Being curious and highly motivated to learn more about the world around them, Dr Klein observes that bright children tend to ask a “bottomless pit of questions”. Elsie recalls: “Before the age of four, my daughter would ask questions like ‘Can light shine through the skin of your nose?’ and ‘Can you breathe and talk at the same time?’ Each time we answered her questions, it would be followed by another ‘Why?’”
Has relational maturity
Some early developers may exhibit a level of maturity that is beyond what is expected for their age. Christy shares that her youngest son “shows intelligence in the way he interacts with people, both young and old. He has a way of winning the hearts of people around him and always gets excellent reports from teachers and is well-liked by peers.”

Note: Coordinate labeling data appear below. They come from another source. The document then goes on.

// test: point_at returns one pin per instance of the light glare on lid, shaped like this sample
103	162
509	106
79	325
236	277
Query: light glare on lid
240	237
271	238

3. Giving Space and Support to Grow
While the above list of characteristics may help parents to identify areas in which their children show potential, every child has his or her unique strengths and there is no need to be disappointed if your child shows none or only a few of these traits.
Dr Tan explains: “A child who has a head start in language or cognitive ability may not always be ahead of his or her peers. There are also children who are late developers. Research suggests that ‘fluid intelligence’ (our ability to reason and solve problems) peaks relatively late in life—when we are in our twenties. Moreover, everyone has their own strengths, be these cognitive, social, or motor skills.
Therefore instead of focusing solely on nurturing early signs of cognitive intelligence, parents can help their children develop a sense of self-worth and competence by encouraging them in their areas of strengths.”
Mrs Kuek is a working mother of three young adults. Her eldest daughter is a speech pathologist who is currently working overseas. Her second child was a GEP student who is now in National Service, and his twin brother is a medical undergraduate at the National University of Singapore.
In their early developmental years, all three children did not exhibit any extraordinary signs of “giftedness”. However, the children displayed a high level of curiosity and often read widely to satisfy their inquisitiveness.
Mrs Kuek did not feel the need to ‘hot-house’ her children by sending them for “GEP preparation classes” or tuition classes, apart from Chinese. Instead, she encouraged her children to play with jigsaw puzzles or games and activities which stimulated and challenged the mind. The libraries were (and still are) their common “hide-out”.
Looking back, Mrs Kuek reflects that a parent’s role in encouraging intellectual development is to “observe, expose and nurture one’s children in the areas of their interest”. Borrowing her child’s school motto of “experiment, explore, excel”, she explains “As parents, we must provide our children with the opportunities to explore various interests and subject matters. We equip them with the foundations and if they have a passion for it, allow them to pursue their interests as they develop. Let the children identify their areas of strength through different areas of experimentation. Having identified these areas, we can then nurture our children in that area to help them to excel”.
Mrs Kuek adds, “It does not matter whether the children show any signs of ‘giftedness’. It is more important to love your children for who they are instead of loving them for their abilities. Give them the necessary support and encouragement, both physically and emotionally, that they need to grow and develop into mature adults”.